Worauf ich hier hinauswill, ist der im Anarchismus enthaltene Populismus, seine Ausrichtung auf das Volk. Das Volk ist Adressat seiner Ideen, ob es sich um die Gewaltsamkeit der russischen Anarchisten oder die Gewaltlosigkeit von Landauer handelt. Davon abgesehen, haben wir es dabei aber mit völlig verschiedenen Phänomenen zu tun. Die praktizierenden Anarchisten in Russland warfen Bomben und zwar in der richtigen Erwartung, sogar Engels hat das bestätigt, dass in einem despotischen System, wo sich das Wertgesetz noch nicht entfaltet hat, also ein gesellschaftlicher Zusammenhang durch Personen gestiftet wird, der Wegfall eben dieser Personen eine erhebliche Wirkung entfaltet. Die Personalisierung der Gewalt und der Objekte, die Gegenstand dieser Gewalt sind, sind aufeinander angewiesen. In bestimmten Phasen der Russischen Revolution ging das so weit, dass Engels sagte, vielleicht könnte der Blanquismus in Russland – von Anarchisten zu sprechen, wagte er nicht – wirkungsvoll sein: wenn also eine Handvoll Leute die Lunte an das Pulverfass hält, damit es zur Explosion kommt.109 Die explosive, widersprüchliche Lage verschiedener Produktionsweisen mit einer despotischen Struktur eröffnet individuellem Terror eine Möglichkeit, weil Einzelpersonen, die verschwinden, nicht völlig ersetzbar sind: Die akkumulierte Legitimation eines Potentaten ist in solchen Systemen nicht einfach ersetzbar. Es sind zwar Nachfolgeverhältnisse gesichert, aber das ersetzt nicht diese Legitimation. Insofern hatte natürlich der Anarchismus hier auch seinen Gegenstand und seine Berechtigung.

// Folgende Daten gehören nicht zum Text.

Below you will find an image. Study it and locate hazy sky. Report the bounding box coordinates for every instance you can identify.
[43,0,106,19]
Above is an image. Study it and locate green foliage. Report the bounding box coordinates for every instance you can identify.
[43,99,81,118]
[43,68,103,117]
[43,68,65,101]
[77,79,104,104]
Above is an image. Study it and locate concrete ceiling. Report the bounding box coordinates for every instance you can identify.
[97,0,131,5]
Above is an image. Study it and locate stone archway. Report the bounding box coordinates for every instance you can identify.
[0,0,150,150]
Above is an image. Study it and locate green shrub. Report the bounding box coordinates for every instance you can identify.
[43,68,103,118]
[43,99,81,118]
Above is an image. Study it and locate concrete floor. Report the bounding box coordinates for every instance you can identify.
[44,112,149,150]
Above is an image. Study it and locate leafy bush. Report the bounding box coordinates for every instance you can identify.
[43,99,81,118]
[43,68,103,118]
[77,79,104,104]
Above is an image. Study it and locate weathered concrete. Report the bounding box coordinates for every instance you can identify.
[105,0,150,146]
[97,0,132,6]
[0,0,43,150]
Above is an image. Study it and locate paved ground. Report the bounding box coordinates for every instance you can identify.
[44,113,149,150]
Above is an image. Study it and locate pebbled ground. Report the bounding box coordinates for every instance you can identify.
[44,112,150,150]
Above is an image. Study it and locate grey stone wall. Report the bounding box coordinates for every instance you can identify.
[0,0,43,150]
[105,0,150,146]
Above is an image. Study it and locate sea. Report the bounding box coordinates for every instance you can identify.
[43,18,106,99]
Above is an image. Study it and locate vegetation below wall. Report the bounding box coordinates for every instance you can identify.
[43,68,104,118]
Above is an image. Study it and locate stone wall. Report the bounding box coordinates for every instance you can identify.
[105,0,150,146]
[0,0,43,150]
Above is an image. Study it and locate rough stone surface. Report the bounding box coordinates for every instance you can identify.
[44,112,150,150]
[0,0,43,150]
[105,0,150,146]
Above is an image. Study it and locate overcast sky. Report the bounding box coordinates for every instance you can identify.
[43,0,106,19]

Der Anarchismus Gustav Landauers ist hingegen ein pazifistischer Anarchismus. Im Übrigen ist es eine der Katastrophen des Anarcho-Syndikalismus in Spanien, dass sie als kommunale Pazifisten bewaffnet gekämpft haben. Die Bauern haben noch aus ihren Lastwagen Panzer gemacht. Da war Phantasie am Werk. Doch als das von oben, von Juan Negrin (1892–1956) diktiert wurde, verloren sie ihre Phantasie und ihre Lust zu kämpfen. Hier sind ganz andere Formen des Anarchismus assimiliert, und natürlich noch ganz andere bei Sorel und anderen. Ich wollte einmal zeigen, dass der Begriff ›Anarchismus‹ nur in einem Punkt Identität herstellt, nämlich was die Produktion des Herrschaftssystems selbst anbetrifft. Da gibt es identische Elemente, insofern, dass alles das als anarchistisch bezeichnet wird, was in irgendeiner Weise dieses Herrschaftssystem infrage stellt. Aber diese Identifikation des Anarchismus hat mit seiner geschichtlichen Gestalt außerordentlich wenig zu tun.

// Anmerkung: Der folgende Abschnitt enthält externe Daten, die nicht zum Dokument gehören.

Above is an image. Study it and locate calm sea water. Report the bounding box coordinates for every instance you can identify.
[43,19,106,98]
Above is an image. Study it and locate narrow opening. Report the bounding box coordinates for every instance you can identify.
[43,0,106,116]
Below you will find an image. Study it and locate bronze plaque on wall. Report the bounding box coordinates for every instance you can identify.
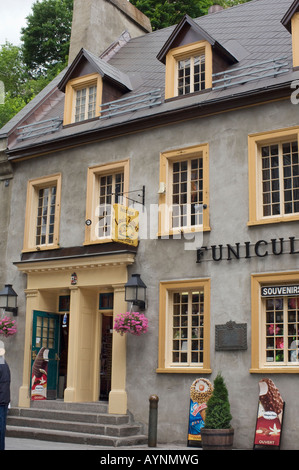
[215,321,247,351]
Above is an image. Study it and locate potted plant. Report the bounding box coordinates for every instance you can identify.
[201,373,234,450]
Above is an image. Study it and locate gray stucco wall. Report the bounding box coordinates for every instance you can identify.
[7,97,299,449]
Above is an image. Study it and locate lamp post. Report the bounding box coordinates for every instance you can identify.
[125,274,146,310]
[0,284,18,317]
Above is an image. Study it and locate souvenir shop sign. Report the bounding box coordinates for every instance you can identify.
[31,348,49,400]
[188,378,213,447]
[254,379,285,450]
[261,284,299,297]
[112,204,139,246]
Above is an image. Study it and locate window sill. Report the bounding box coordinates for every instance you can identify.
[249,366,299,374]
[83,238,113,246]
[157,226,211,238]
[156,367,213,374]
[22,245,60,253]
[247,215,299,227]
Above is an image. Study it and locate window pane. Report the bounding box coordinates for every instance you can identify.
[171,291,204,365]
[35,186,56,245]
[177,54,205,96]
[172,158,203,228]
[265,296,299,365]
[98,172,124,238]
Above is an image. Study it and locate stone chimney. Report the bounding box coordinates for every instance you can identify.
[69,0,152,63]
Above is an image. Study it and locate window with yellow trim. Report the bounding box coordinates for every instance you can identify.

Bildung, Abstraktion und Breitseite der Gewalt
Vorlesung vom 21. November 1974
Die Veranstaltung begann mit einer viertelstündigen studentischen Diskussion über die Arbeitsbedingungen studentischer Tutoren und einen Streik von Studierenden der Germanistik. Hierauf beziehen sich auch die einleitenden Ausführungen von Negt, die sein eigenes Verständnis von dem, was seine Vorlesungen sein sollen, besonders deutlich machen.
Es ist ganz klar, dass in diese Universität gesellschaftliche Konflikte hineinspielen, deren Höhepunkt noch nicht erreicht ist, sondern die sich ungeheuer verschärfen werden. Daneben einen ruhigen Lehrbetrieb aufbauen zu wollen, halte ich für illusionär und ausgeschlossen und auch für fatal für die ablaufenden Bildungsprozesse. Ich glaube nicht, dass man neben diesem explosiven Potenzial, das an der Universität existiert und immer noch verstärkt wird, einfach einen normalen Betrieb aufrechterhalten kann.